Elephant Lake old-growth
by Lois Bridger, 28 July 2018.
Getting to the old-growth took some doing!
There were 29 of us in a convoy of vehicles driving up to an elevation of 900 metres. Nancy and Tom led the hike along part of the Sunshine Coast Trail. We were fortunate to also have a few knowledgeable foresters along on the hike who were happy to provide us with additional information. We also had some visitors from Alberta and Iceland and crossed paths with some happy Sunshine Coast Trail hikers from Penticton.
We stopped at various locations as Nancy pointed out the various old-growth trees found at this elevation. With tape measure in hand we measured a particularly large Yellow Cedar and estimated it’s age at 1500 years. At higher elevation trees don’t grow at the same rate as they do lower down. We learned about Sika Alders, Mountain Hemlock, Western White Pine and Pacific Silver Fir to name a few. We saw some unusually large bracket fungi.
We paused for lunch at a flat estuary on the shore of Elephant Lake with great views of one the few remaining high elevation old-growth forests in this area.
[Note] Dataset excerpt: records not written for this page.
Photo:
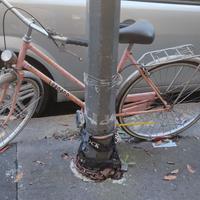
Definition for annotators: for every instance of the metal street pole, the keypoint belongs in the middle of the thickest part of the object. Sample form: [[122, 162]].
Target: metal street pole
[[97, 153]]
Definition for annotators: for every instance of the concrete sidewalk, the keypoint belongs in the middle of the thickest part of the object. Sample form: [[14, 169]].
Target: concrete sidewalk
[[37, 167]]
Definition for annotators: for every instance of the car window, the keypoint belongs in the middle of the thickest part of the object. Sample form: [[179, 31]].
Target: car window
[[192, 2]]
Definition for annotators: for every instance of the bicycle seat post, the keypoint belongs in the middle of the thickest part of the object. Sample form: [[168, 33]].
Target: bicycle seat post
[[130, 46], [27, 36]]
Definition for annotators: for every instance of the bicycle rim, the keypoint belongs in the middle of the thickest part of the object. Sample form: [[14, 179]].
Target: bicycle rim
[[27, 101], [179, 84]]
As we dined several colourful dragonflies provided an aerial display. In the shallows close to shore we discovered some rough-skinned newts and were entertained by their response to us. When feeling threatened they twirl over and over displaying their bright orange underbelly.
On our return journey we took a different route offering some fantastic, albeit hazy, views of the Saltery Bay area. A great end to a wonderful outing.